By PHILIPPA STEVENSON
Affco's biggest shareholder, Peter Spencer, has scuppered fishing company Talleys bid to boost its shareholding in the troubled $1 billion meat company.
Spencer, reputedly New Zealand's biggest private farmer, is understood to have encouraged Talleys' $8 million offer for Hugh Green's 10.5 per cent stake in Affco.
But yesterday, Spencer's failure to put his more than 50 million shares behind a shareholder poll on Talleys' move torpedoed it.
At a special meeting in Auckland attended by about 20 of Affco's thousands of shareholders, the bid was defeated by 56 million votes to 42 million.
Talleys made a conditional offer last month for the shareholding held by Green's companies Green & McCahill and Kilmacrennan Farms.
The Motueka fishing and food company already has a 19.8 per cent stake in Affco and would have lifted it to 30.4 per cent.
Under the Takovers Code, a shareholder wishing to go above a 20 per cent stake in a company must make a pro rata offer to all shareholders for at least 50 per cent unless the transaction is approved at a special meeting.
After the meeting, market analyst Brian Gaynor described the defeat as significant because other companies contemplating the same course would now think twice before attempting it.
There could have been a "landslide" of similar takeover moves if Talleys had been successful, he said.
A report to the Affco board by financial advisers Deloitte Corporate Finance found no ill-effects from the deal on the company, whose independent directors recommended shareholders approve it.

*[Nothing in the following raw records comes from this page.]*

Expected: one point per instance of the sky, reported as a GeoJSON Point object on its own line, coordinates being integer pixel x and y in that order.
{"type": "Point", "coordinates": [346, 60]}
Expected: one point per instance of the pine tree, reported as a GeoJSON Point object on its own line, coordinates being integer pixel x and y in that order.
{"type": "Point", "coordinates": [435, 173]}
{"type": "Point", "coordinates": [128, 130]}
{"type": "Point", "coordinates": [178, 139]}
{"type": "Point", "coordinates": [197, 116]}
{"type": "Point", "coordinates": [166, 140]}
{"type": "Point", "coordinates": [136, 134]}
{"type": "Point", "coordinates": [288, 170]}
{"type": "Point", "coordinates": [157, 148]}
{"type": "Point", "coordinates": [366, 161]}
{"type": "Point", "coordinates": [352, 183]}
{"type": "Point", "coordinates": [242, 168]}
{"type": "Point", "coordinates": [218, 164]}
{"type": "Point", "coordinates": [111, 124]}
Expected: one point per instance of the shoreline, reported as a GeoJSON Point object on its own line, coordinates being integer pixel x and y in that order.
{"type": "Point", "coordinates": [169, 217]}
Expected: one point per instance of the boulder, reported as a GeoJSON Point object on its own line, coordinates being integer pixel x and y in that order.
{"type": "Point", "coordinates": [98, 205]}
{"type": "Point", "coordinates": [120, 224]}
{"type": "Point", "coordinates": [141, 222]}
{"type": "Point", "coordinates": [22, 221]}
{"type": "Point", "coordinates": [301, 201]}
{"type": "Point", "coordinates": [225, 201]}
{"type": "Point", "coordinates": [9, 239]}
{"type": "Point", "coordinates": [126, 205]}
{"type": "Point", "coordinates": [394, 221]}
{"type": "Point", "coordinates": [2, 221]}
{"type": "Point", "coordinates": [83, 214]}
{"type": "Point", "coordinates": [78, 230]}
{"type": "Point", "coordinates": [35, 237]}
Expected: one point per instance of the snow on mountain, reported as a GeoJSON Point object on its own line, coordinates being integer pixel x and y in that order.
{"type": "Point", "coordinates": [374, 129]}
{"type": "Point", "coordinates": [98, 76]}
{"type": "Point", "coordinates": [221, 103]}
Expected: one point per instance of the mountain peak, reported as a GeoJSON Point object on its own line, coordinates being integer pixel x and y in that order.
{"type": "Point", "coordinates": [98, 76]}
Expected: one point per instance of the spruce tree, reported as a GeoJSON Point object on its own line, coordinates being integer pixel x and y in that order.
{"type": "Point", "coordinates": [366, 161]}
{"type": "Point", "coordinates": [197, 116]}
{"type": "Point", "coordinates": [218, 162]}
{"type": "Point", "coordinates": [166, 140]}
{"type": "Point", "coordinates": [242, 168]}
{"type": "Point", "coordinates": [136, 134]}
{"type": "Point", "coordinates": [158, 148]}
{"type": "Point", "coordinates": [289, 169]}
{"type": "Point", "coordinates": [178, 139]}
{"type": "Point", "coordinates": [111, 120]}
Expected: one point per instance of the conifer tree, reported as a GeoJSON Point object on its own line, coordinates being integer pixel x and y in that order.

At the meeting, Gaynor asked Affco chairman Sam Lewis whether all the directors, apart from Michael and Andrew Talley and Green's representative Bob Carter, who were ineligible to vote, supported the resolution.
Lewis said they did, but the vote proved otherwise.
Spencer's spokesman and Affco deputy chairman Arthur Young is overseas and could not be contacted for comment.
Neither of the Talleys was at the meeting but afterwards Andrew Talley said the defeat was disappointing. But it would not affect his company's involvement in Affco because its interest remained the same whatever level of shareholding it had.
"It certainly won't affect our relationship with the company or the other shareholders," said Talley.
He did not know why Spencer had not supported the deal "but I intend to find out," he said.
Talleys had been content to stay at 20 per cent and had not looked to increase its holding, but the "opportunity presented itself to increase to 30 per cent", he said.
Talleys would not immediately look to raise its stake "but down the track we'll just have to wait and see".
Green, who also did not attend the meeting, said later that it would be "no problem" to continue as an Affco shareholder.
When the bid for his shares was announced last month, he said his patience with the company (which has not paid a dividend in four years) had been running out and Talleys might be able to straighten it out.
Green said he had worked with Spencer to influence Affco's direction but his company's shareholding lacked weight.
Spencer and Talleys, who would have held 49 per cent of Affco, would "probably be able to do it together", he said.
Yesterday, Green said he had not initiated the share sale and would not now be actively looking to sell.
"We're quite happy sitting there," he said. He had been willing to sell to the Talleys, whose business acumen he admired, but was "happy to stay in with them, too. I still think they are good for it".
He had "no idea in the world" why Spencer had changed his mind and not backed the deal. "It doesn't appear sensible, but never mind. they're his shares [and] he's entitled to do what he wants."
Green said he was not upset because the Affco investment was only a small part of his total assets.
"It could be blessing in disguise,"said. "The company might come round and do very well.
"The company trying to buy my shares must think that as well so I'm in good company."
Lewis said Affco's independent directors had recommended the bid but he was "happy that the shareholders decided otherwise".
He said the board had no contingency plan "because the board did not plan this. This is a deal between two shareholders."
The company's strategy, supported by its four major shareholder representatives, would be unchanged, Lewis said.
"It's business as usual. We're busy at the present time [with] all our plants operating," he said.